Breast cancer imposes a significant health problem in Iran; therefore, dedicated national programs are needed for cancer prevention and early diagnosis. Pathogenic mutations in BRCA1 and BRCA2 genes account for 20% to 25% of familial forms of breast cancer. Professional organizations in Europe and North America have published clinical practice guidelines for BRCA genetic testing and management (36, 37). The utilization of BRCA testing in clinical practice has resulted in a large increase of variant classification burden among laboratories. Variability between genetic code of different individuals is common within the general population and between individuals of different ethnic origin, and this intrinsic variability can lead to difficulties in interpreting some types of sequence change. Variants of uncertain significance (VUS) represent a particular challenge since it is not possible to infer the clinical significance from sequence information alone. Most VUS are not associated with a high risk of cancer, but misinterpretation of VUS can lead to mismanagement of both the patients and their relatives.

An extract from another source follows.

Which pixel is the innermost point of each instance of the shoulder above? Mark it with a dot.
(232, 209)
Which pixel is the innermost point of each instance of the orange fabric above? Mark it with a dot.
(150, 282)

In the present study, we performed full sequencing and large deletion analysis of BRCA1 and BRCA2 genes in index patients of 20 high risk Iranian breast cancer families. Two pathogenic and one likely pathogenic variants in BRCA1 gene and 2 pathogenic variants in BRCA2 gene were identified. The MLPA analysis of patient 12 using P002 BRCA1 probemix showed an exon 2 deletion, but subsequent analysis with P087 BRCA1 probemix did not confirm this finding. This patient carried a VUS in exon 2 of BRCA1 gene: c.16C > T (p.Leu6Phe). It is possible that this sequence variant prevented the attachment of P002 exon 2 probe, but not P087 exon 2 probe. Therefore, it is necessary to always confirm MLPA findings with another probemix. A frameshift mutation in exon 11 of BRCA1 gene was identified in patient 16: c.1961delA (p.Lys654Serfs*47). She had a personal history of breast cancer at age 28, a paternal aunt with breast cancer at age 70, another paternal aunt with uterine cancer at age 42, and a paternal cousin with uterine cancer at age 39 and breast cancer at age 44. This patient had a deletion of nucleotide adenine at position 1961, which led to a frameshift change in the coded amino acid from Lysine to Serine at position 654 and a subsequent premature termination of BRCA1 translation 47 codons later (38-40).

A nonsense mutation in exon 15 of BRCA1 gene was identified in patient 9: c.4566C > G (p.Tyr1522Ter). She had a personal history of breast cancer at age 42 and epithelial ovarian cancer at age 43, a sister with breast cancer at age 40, and a paternal aunt with breast cancer at age 42. This patient carried a C > G substitution at position 4566, which led to the premature termination of BRCA1 translation (38, 39, 41). A splicing mutation in intron 18 of BRCA1 gene was identified in patient 3: c.5153-26A > G. She had a personal history of breast cancer at age 30, and her mother was diagnosed with breast cancer at age 58 and epithelial ovarian cancer at age 59. This patient carried an A > G substitution in intron 18 of BRCA1 gene. The analysis of this variant with Human Splicing Finder version 3.0 identified a cryptic new acceptor site at position -37 (42). MutationTaster software identified this variant as disease causing (43). Allele G has neither been found in ExAC (Exome Aggregation Consortium) nor in 1000 Genome projects. COVAR project (COsegregation of VARiants in the BRCA1/2 Gene) by Institute Curie has classified this variant as likely pathogenic on the basis of its family co-segregation (41).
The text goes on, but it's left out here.